Latent space organization and HRG verification in ProtoCloud

(A) Evaluation of latent space disentanglement using the PBMC30K63 dataset. Comparison of single-cell integration benchmarking (scIB) metrics for the biological subspace (first-half latent space, z1) and the batch subspace (second-half latent space, z2). Metrics are grouped into biological conservation and batch correction categories. A score closer to 1 indicates better performance.

(B) Visualization of ProtoCloud latent representations of PBMC30K. UMAP projections show cell-type-specific clustering in z1 (left) and batch effects in z2 (right) of the latent space. Prototypes are represented by dots with black outlines.

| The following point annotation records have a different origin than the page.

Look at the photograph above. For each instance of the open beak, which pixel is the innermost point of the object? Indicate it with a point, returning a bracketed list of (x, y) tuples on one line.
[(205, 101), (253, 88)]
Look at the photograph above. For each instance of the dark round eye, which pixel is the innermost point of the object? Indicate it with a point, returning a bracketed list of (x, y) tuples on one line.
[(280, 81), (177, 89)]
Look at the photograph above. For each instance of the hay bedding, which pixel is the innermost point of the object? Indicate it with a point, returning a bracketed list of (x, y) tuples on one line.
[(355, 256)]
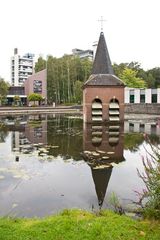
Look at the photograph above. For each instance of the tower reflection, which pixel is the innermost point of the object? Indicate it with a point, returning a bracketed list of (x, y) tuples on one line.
[(102, 150)]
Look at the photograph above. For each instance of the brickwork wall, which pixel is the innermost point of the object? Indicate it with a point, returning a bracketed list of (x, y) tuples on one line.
[(105, 94)]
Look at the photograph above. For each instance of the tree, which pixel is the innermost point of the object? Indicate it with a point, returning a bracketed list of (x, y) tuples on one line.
[(155, 75), (35, 97), (3, 89), (129, 77), (78, 91)]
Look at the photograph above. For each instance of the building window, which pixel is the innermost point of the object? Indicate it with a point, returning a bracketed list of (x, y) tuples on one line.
[(37, 86), (131, 97), (154, 98), (131, 127), (154, 95), (142, 96)]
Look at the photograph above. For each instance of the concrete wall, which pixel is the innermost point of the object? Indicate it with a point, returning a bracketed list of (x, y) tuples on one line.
[(141, 108), (29, 83), (148, 95)]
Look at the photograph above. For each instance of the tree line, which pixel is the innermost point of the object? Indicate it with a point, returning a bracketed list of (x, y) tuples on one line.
[(66, 75)]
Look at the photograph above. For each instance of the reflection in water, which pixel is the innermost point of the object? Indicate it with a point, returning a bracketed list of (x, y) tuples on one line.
[(103, 149), (42, 169)]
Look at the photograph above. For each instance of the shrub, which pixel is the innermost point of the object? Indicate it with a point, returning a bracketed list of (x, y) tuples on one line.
[(151, 178)]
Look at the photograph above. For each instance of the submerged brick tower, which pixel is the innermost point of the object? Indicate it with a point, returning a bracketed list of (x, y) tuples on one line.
[(103, 92)]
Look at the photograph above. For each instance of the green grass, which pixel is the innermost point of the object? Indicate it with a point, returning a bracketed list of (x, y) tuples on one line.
[(79, 225)]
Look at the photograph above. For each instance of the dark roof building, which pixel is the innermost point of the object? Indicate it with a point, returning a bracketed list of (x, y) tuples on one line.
[(103, 92)]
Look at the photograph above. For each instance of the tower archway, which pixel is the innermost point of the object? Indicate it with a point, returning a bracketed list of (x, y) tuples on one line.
[(114, 113), (97, 110)]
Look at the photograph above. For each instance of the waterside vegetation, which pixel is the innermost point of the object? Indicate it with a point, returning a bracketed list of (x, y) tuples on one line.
[(78, 224)]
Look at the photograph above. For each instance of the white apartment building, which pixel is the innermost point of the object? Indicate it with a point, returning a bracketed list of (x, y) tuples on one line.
[(21, 68), (138, 95)]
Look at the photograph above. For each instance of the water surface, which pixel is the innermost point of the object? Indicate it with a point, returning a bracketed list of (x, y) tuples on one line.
[(52, 162)]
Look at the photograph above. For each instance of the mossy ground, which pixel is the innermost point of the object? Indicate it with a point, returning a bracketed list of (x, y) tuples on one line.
[(78, 225)]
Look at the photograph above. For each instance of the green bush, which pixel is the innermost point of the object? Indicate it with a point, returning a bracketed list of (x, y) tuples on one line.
[(151, 178)]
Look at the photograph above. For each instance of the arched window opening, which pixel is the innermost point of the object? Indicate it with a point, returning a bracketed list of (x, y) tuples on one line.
[(114, 110), (113, 135), (97, 110)]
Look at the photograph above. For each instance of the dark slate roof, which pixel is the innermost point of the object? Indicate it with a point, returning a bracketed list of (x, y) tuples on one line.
[(102, 63), (103, 80)]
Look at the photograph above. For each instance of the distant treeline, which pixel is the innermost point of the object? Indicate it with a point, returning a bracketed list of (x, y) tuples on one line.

(C) Visualization of ProtoCloud latent representations of PBMC30K. UMAP projections show the representation using all 3,000 HVGs (left) compared to the representation using the union of the top 30 HRGs of each cell type (right), resulting in 184 unique genes in total.

(D) Gene Ontology (GO) biological process enrichment analysis of HRGs across cell types in PBMC30K. The dot plot displays the top enriched pathways for each cell type. Dot size represents the number of HRGs associated with the pathway, and color indicates statistical significance.

(E) Cell type specificity of HRGs in PBMC30K. Heatmaps comparing row-normalized gene signature scores based on the top 15 HRGs across nine cell types. Diagonal elements (matching cell types) represent on-target specificity, where high values indicate relatively high expression in the respective cell type, while off-diagonal elements represent off-target expression.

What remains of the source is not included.